La dessinatrice toulousaine, habituée à naviguer entre lectorat adulte et public jeunesse, nous emmène loin du large en impulsant beaucoup de fantaisie. Les premiers chapitres de son livre au format à l’italienne laissent ainsi voir des îles ou des animaux aux noms loufoques, nous projetant dans un état de rêverie amusée. Jusqu’à ce qu’un autre personnage fasse son apparition dans ce théâtre burlesque et réoriente Un beau voyage vers des sujets comme l’oppression et l’esclavagisme. Quand arrive le mot “Fin” au-dessus d’une image de mer bleue, l’ampleur du périple donne le vertige.

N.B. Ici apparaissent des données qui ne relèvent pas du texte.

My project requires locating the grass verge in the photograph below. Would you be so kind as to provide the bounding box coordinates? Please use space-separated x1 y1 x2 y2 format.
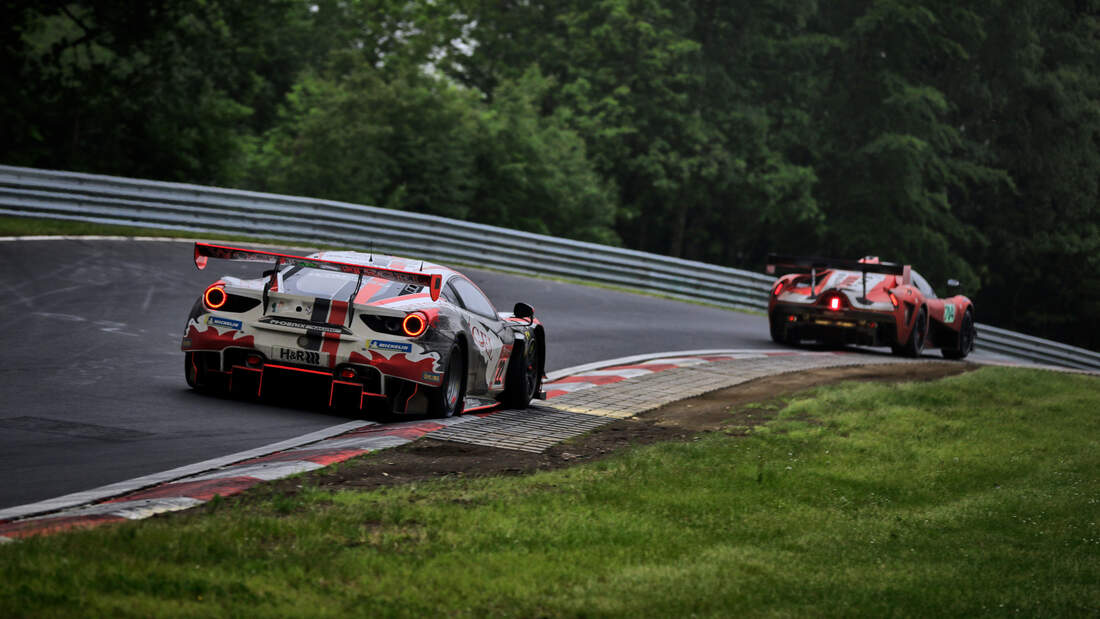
0 368 1100 617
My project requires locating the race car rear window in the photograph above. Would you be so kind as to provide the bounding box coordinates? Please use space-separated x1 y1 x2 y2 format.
283 266 425 303
283 266 359 299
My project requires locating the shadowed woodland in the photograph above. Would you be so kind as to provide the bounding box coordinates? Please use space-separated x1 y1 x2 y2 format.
0 0 1100 350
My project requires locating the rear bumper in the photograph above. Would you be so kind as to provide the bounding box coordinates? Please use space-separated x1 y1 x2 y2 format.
191 347 391 411
768 303 898 346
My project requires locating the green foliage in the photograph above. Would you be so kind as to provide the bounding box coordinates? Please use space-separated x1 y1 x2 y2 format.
0 0 1100 347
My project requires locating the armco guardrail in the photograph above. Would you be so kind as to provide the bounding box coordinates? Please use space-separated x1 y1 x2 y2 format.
0 166 1100 371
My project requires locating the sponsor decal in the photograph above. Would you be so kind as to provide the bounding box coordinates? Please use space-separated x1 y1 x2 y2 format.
367 340 413 353
260 318 348 333
278 349 321 365
207 316 241 331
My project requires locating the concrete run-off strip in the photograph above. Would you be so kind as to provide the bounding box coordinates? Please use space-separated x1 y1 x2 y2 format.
0 351 1082 542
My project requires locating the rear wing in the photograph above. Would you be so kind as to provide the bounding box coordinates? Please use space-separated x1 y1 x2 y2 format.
767 254 909 276
765 254 911 303
195 243 443 301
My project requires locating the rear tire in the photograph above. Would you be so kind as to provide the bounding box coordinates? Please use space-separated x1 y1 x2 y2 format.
501 336 542 409
941 310 978 360
428 344 466 419
894 307 928 357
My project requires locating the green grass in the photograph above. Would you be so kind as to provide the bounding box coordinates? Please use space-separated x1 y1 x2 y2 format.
0 368 1100 617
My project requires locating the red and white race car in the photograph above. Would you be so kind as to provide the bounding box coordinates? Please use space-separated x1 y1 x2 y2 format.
768 254 977 358
182 243 546 417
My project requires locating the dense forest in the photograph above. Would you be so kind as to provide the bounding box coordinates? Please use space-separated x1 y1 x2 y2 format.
0 0 1100 349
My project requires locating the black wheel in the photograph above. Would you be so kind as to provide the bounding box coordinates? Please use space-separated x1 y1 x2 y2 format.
428 344 466 418
501 335 542 408
894 307 928 357
941 310 978 358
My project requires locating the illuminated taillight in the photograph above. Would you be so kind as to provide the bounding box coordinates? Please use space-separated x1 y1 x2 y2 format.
202 284 229 309
402 312 428 338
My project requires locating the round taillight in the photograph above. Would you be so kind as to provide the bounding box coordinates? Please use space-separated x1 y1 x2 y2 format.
202 284 229 309
402 313 428 338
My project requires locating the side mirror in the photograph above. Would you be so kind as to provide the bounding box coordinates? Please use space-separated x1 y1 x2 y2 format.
512 303 535 318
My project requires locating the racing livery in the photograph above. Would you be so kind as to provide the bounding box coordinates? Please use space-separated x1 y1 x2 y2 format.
768 254 977 358
180 243 546 417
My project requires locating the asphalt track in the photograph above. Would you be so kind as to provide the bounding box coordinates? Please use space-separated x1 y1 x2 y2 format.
0 240 776 509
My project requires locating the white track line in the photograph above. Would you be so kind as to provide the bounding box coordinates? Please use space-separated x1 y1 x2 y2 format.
0 420 376 520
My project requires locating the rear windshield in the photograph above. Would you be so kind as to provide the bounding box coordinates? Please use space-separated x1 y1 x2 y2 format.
282 266 425 303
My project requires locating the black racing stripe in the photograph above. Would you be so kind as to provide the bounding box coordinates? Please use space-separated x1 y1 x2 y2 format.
309 297 332 324
303 297 332 351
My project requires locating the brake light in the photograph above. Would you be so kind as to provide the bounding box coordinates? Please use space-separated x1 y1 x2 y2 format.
402 312 428 338
202 284 229 309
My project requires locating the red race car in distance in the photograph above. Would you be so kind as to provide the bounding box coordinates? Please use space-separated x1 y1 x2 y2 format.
767 254 978 358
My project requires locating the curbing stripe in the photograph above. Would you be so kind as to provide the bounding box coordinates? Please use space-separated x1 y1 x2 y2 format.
0 350 1091 543
0 420 376 521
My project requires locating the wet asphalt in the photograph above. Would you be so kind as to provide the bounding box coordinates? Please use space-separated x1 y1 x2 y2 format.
0 240 776 508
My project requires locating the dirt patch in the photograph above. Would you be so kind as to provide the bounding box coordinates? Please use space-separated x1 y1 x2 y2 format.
245 362 978 495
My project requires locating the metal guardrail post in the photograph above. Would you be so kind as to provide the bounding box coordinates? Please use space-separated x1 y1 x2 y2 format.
0 166 1100 371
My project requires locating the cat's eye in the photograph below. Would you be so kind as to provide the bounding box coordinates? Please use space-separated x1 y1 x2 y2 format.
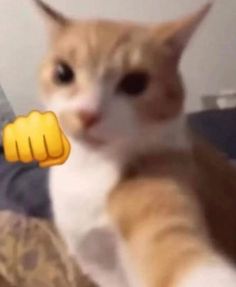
54 62 75 85
117 71 150 97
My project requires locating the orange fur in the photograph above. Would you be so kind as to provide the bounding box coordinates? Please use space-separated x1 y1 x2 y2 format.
33 1 236 287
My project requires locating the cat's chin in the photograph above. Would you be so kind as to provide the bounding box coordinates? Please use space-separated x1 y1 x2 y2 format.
78 135 108 148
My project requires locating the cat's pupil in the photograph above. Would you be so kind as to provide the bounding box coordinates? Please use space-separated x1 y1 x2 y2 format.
118 71 149 96
54 62 75 85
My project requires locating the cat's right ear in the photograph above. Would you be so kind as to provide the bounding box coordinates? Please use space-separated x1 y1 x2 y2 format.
33 0 70 36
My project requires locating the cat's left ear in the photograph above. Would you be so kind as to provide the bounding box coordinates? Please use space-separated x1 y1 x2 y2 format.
155 3 213 60
33 0 70 36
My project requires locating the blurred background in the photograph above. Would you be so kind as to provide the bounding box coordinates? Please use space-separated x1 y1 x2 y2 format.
0 0 236 114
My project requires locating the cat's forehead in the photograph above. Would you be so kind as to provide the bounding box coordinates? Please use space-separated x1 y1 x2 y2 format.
49 20 160 71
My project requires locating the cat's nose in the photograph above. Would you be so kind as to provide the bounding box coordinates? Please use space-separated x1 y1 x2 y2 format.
79 110 101 129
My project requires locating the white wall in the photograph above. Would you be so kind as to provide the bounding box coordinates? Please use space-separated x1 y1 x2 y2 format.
0 0 236 113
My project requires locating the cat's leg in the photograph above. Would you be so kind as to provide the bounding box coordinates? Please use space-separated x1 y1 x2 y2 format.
175 259 236 287
109 179 236 287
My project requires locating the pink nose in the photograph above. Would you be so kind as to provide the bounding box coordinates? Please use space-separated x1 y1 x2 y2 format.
79 110 101 128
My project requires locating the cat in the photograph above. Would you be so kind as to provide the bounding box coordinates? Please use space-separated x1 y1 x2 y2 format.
35 0 236 287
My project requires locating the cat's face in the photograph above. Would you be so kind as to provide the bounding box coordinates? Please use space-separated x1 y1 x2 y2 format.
38 2 208 147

On retrouve le même souffle de liberté quand Panique adapte de manière très personnelle Orlando de Virginia Woolf. Dans un prologue inédit ajouté à cette seconde édition, la dessinatrice explique comment, malgré l’émoi provoqué par plusieurs lectures, elle n’a jamais cherché à être fidèle au roman. “J’assume et je m’autorise toutes les imprécisions.”
Si elle respecte le changement de sexe d’Orlando, elle suit de manière très approximative la trame. Elle s’inspire de ses propres voyages pour réaliser des détours et greffe des personnages de son invention, sans parler des anachronismes qu’elle manie avec facétie. “Rien à voir avec ce que je fais”, constate-t-elle quand elle ouvre à nouveau le livre de Woolf et compare avec sa BD gracile en noir et blanc, dont on apprécie le mélange de poésie et de folie.